A health care worker in Pakistan for Marie Stopes International, which provides contraception services in 37 countries worldwide. Pakistan has one of the lowest overall health care rankings in South Asia, impeding the lives of women and girls.
South Asia, a vast region stretching from Bangladesh to Afghanistan, has produced and exported respected medical professionals, research findings and innovations with universal reach. The poor record in domestic health care in almost every one of the seven countries in the region is a different story.
The British medical journal The Lancet reopened discussion this summer in an editorial, urging the new prime minister of Pakistan, Imran Khan, to prioritize the nation’s health in his inaugural address.
“Full immunization rates are below 50% in many areas and the prevalence of stunting in children younger than 5 years is over 40%,” the editorial said of Pakistan. “The country has the highest rate of neonatal mortality in the world, with one in 22 babies dying in the first 28 days of life. . . . In the past decade, Pakistan has spent only 0·3–0·8% of its gross domestic product per year on health (WHO’s benchmark is at least 6%).”
It isn’t only Pakistan troubling the region’s health care. South Asia recently made a poor showing in a survey of 195 counties and self-governing territories, judged on a scale of 0-to-195 (from great to awful). The rankings were measured by 32 causes of death that should be preventable with the right medical care.
It was mostly a race to the bottom by South Asians, despite improvements here and there, as they were ranked in the latest Global Burden of Disease Study 2018. The report was produced with funding by the Bill & Melinda Gates Foundation and published by The Lancet.
In the region, only Sri Lanka and the Maldives ranked with middle-income countries such as Thailand, Malaysia and numerous Latin American nations. The scores were 71 for Sri Lanka and 72 for the Maldives. (Among richer Southeast Asian and East Asian nations, by comparison, Japan, Singapore and South Korea ranked in the top 25. )

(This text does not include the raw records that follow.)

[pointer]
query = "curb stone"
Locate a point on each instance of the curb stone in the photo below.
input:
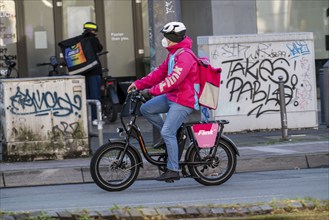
(170, 212)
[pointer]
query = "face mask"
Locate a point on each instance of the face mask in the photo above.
(164, 42)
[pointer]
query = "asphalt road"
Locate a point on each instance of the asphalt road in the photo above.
(242, 188)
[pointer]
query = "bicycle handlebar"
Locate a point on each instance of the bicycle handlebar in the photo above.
(102, 53)
(44, 64)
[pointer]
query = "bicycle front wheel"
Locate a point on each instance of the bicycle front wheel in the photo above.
(108, 172)
(213, 169)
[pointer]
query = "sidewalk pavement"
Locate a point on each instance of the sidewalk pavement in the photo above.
(259, 151)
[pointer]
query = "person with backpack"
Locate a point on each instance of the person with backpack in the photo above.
(174, 85)
(93, 76)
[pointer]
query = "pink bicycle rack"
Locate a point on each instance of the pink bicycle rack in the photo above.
(205, 134)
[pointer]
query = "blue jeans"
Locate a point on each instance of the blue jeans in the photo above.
(176, 115)
(93, 85)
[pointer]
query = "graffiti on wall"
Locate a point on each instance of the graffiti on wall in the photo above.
(43, 103)
(251, 71)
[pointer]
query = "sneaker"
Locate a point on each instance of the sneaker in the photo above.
(160, 144)
(169, 175)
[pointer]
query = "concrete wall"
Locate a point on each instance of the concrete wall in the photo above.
(251, 66)
(234, 17)
(213, 17)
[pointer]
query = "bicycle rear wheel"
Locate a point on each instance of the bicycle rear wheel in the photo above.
(218, 168)
(106, 170)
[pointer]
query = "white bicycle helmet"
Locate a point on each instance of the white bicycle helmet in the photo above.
(174, 31)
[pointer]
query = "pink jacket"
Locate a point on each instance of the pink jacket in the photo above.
(179, 84)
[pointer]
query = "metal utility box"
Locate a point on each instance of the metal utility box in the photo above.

Bangladesh and Bhutan scored 133 and 134, respectively. From there it went downhill. India ranked at 145, Nepal at 149 and Pakistan, worst of all, at 154, just above a couple of dozen sub-Saharan African countries, small island states, plus Laos and Haiti, the poorest nation in the Americas. Afghanistan, an ungovernable nation trapped in unending civil war, fell near the bottom with a rank of 191.
In September, the Indian government of Prime Minister Narendra Modi announced its intention to provide free health insurance to 100 million poor families, up to the equivalent of $7,800 in expenses. The government, which faces a national election in 2019, also said it would spend $188 million to establish health and wellness centers. India’s population is more than 1.3 billion, and media commentators there have questioned whether the government can afford to keep these promises.
Analysts have offered many reasons why countries in the Indian subcontinent, several born in post-colonial optimism after World War II, have found economic, political and human development elusive. It is fashionable in the region to continue blaming the British seven decades after they left. But Malaysia and Singapore were British colonies, too.
Singaporeans regale visitors with tales of what a pestilential jungle their island nation was before Stamford Raffles in the 19th century and Lee Kuan Yew, a century later, took over. In Pakistan, people speak gloomily about how their country and South Korea were close to an economic par in the 1950s.
Cultural attitudes and the social policies that reflect them are often analyzed in South Asia, along with gaps in health care. This is especially relevant to women and girls. Child brides, honor killings and, in India, aborting female fetuses may all be against the law but continue in some regional countries. Girls lag in education and grow up ill equipped to contribute to national economic and social development. Women are missing out on screening for cervical and breast cancers and are often denied access to family-planning services and contraceptives.
Ironically, two of the most advanced thinkers in the world to promote women and girls have been Pakistanis. Nafis Sadik, a physician and executive director of the United Nations Population Fund (UNFPA) from 1987 to 2000, was a fierce defender of women’s rights. In 1994 in Cairo, she pushed the International Conference on Population and Development to redefine women’s roles in the family and society. She turned UNFPA from a family-planning organization into a force for a woman’s right to take control of her body, including the right to choose an abortion in countries where it is legal and medically safe.
Another Pakistani, Mahbub ul Haq, a founder of the UN’s human development reports, devised, with the Indian economist Amartya Sen, a new way to measure poverty, often focusing on women.
In November 2017, a conference held at the Aga Khan University in Karachi, Pakistan’s largest city, debated what is holding back Pakistani girls. A recurrent theme was that their lives were entrenched by male dominance. Dr. Zulfiqar Ahmed Bhutta, a founding director of the Center of Excellence in Women and Child Health at the university, called it a perpetual, feudal “patriarchal mindset.”